Veteran colorist Mick Vincent, who recently completed a 19-year run with London-based VTR, has joined the team at the London office of The Mill (which also maintains an office in New York), adding further momentum to the company’s plans to offer Digital Intermediate (DI) workflows for commercial clients.
At The Mill, which has already started to implement new technology for this effort, Vincent will be launching a DI-style data color grading suite specifically designed for commercials–meaning that the work would be done in a nonlinear, random access environment with the ability to grade a spot in shot order.

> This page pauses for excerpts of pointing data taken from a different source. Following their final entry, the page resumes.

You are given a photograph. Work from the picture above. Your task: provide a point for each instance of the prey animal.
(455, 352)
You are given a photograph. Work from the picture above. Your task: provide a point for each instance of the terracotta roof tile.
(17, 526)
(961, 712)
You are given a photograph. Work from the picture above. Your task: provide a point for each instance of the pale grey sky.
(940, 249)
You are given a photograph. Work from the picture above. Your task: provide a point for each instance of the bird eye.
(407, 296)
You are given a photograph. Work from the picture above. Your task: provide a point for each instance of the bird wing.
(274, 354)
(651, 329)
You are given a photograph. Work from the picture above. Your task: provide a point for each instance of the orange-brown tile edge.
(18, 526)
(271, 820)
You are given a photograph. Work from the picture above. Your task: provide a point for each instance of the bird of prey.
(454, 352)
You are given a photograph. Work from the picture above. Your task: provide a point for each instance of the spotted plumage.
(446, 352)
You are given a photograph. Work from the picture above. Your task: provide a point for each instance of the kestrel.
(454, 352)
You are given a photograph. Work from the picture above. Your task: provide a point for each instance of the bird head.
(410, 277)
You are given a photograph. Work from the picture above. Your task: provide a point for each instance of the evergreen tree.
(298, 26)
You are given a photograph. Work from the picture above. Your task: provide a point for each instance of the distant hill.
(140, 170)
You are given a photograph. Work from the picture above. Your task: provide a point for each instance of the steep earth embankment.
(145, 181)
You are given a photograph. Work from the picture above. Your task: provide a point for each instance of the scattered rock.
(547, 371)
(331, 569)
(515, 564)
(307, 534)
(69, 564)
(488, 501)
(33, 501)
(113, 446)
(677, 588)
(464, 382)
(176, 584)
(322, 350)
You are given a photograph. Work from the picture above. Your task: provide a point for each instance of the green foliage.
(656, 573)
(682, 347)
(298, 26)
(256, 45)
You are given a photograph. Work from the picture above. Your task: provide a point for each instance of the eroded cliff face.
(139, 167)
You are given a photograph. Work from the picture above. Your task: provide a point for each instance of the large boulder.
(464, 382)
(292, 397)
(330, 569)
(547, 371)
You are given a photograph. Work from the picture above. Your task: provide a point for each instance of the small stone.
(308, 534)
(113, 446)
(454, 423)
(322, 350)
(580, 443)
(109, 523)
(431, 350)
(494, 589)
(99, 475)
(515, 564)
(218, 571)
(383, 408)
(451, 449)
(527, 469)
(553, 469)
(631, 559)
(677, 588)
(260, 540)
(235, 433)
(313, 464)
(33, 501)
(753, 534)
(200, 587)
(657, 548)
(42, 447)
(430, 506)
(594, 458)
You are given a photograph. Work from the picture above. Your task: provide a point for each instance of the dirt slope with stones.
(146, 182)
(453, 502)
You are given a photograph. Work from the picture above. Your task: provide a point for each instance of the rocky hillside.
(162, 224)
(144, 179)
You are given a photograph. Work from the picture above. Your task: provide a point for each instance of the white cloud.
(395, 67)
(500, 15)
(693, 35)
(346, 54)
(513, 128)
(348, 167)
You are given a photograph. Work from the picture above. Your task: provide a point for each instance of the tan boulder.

Today, DI processes are primarily used for features. However, as the technology evolves, an increasing number of commercialmakers believe these workflows are the way of the future for advertising production.
“We’re delighted to welcome Mick to a team that includes [colorists] Adam Scott, Seamus O’Kane, Paul Harrison, Jamie Wilkinson and James Bamford in London; and Fergus McCall and Tom Poole in New York,” said Robin Shenfield, CEO of The Mill. “The next step is to put some even better tools into their hands and offer our clients a new and more flexible way of working.”
Vincent’s career has primarily focused on commercials, yet he was also heavily involved in implementing a DI workflow for both features and commercials at VTR, where he was director of telecine and handled DI on features including the Mike Binder-directed The Upside of Anger.
His lengthy list of spot credits include “Wild” for Lynx deodorant via Bartle Bogle Hegarty, London, and directed by Daniel Kleinman (then of Large, now of London’s Kleinman Productions). In the spot, a man’s actions have a peculiar effect on the ladies around him. The man is sitting in a hot train station. He opens his book and runs his finger down his face, as a woman’s blouse opens and sweats runs down her face. The message is that with Lynx, he is cool but they are not.
Other notable spot work includes “Kobe Bryant” for Adidas via Leagas Delaney, London, directed by Floria Sigismondi of U-ground, London; “Refueling” for Shell and J. Walter Thompson, London, directed by the now late Allan van Rijn of bicoastal RSA/USA; and Fosters’ “Feng Shui” for M&C Saatchi, London, directed by Kleinman (then with Spectre).
SHOOT caught up with Vincent last week at the International Broadcasting Convention (see related story), and the colorist was looking forward to planning the new suite, for which he said workflow will be top of mind. “You need the workflow to be able to turn a job around,” he explained. “Most data grading systems work, but the workflow is the biggest problem.”